Although Microsoft offers extensive training for new employees to learn our tech stack, we do expect candidates to know the fundamentals of computer science and to have some experience working in tech.
If you are a recent graduate with no experience in tech, I encourage you to apply to our amazing internship programs! That’ll help you get your foot in the door for full time opportunities.
If you’re in the middle of your career looking to switch into tech, I recommend either 1) going back to school to learn the basic fundamentals of computer science and then applying for our internships/full time roles or 2) taking a coding boot camp and gaining some industry experience at smaller tech companies before applying to Microsoft.
※ How do you get your foot in the door?
Network, network, network! LinkedIn is a great place to get in touch with people working at your dream companies. Do some research about them and reach out for a coffee chat to learn more about them, the role, and the company. Build and maintain that relationship and more often than not, they’ll be happy to give you a referral.
One disclaimer I want to make for this is that you want to make sure you meet all the basic qualifications first! If you don’t, you can network all you want, but it’ll be very hard to land the role. This is because those are the basic skills you need to succeed in that role and companies are not going to bring a candidate into situations where they won’t succeed.
※ What should a job seeker be aware of when working at a tech company?
Be comfortable with ambiguity and be able to adapt quickly. Things are always changing whether it be a customer requirement or a new technology.
※ How does the job market look currently for tech?

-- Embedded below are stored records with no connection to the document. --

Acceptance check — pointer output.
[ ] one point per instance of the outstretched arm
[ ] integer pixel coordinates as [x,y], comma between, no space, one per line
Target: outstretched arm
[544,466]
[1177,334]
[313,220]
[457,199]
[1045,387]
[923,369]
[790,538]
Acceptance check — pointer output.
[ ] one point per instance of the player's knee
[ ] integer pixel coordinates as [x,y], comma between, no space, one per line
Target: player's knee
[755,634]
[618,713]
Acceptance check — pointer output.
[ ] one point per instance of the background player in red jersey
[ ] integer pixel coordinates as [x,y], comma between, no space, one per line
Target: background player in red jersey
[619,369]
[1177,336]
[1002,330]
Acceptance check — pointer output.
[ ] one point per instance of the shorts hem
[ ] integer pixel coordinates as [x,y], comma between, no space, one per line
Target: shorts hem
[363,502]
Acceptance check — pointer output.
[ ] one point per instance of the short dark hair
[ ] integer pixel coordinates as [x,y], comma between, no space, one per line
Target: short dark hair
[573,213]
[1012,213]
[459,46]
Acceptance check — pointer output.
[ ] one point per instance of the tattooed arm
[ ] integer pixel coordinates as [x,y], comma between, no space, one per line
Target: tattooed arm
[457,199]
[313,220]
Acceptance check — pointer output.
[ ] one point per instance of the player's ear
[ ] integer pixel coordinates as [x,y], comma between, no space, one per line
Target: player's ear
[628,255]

More now than ever, the tech space is growing at an increasingly fast rate. Especially with the pandemic, everything has shifted to virtual and people are relying more and more on tech. Companies are working on innovative products to adjust to the modern workplace and modern society so there is such a high demand for good engineers in the tech industry. It’s a really exciting time to be in this space!
※ Technology is one of the top growing industries currently. How much has it grown compared to pre-pandemic? What are the most in-demand careers and skills right now?
As I discussed earlier, tech is in demand now more than ever. Everything is virtual now and even after the world goes back to “normal,” a lot of things will remain virtual.
I can’t speak for different companies since the tech stack varies, but overall, Microsoft looks for working knowledge of an object-oriented programming language and industry experience with highly available and scalable distributed systems.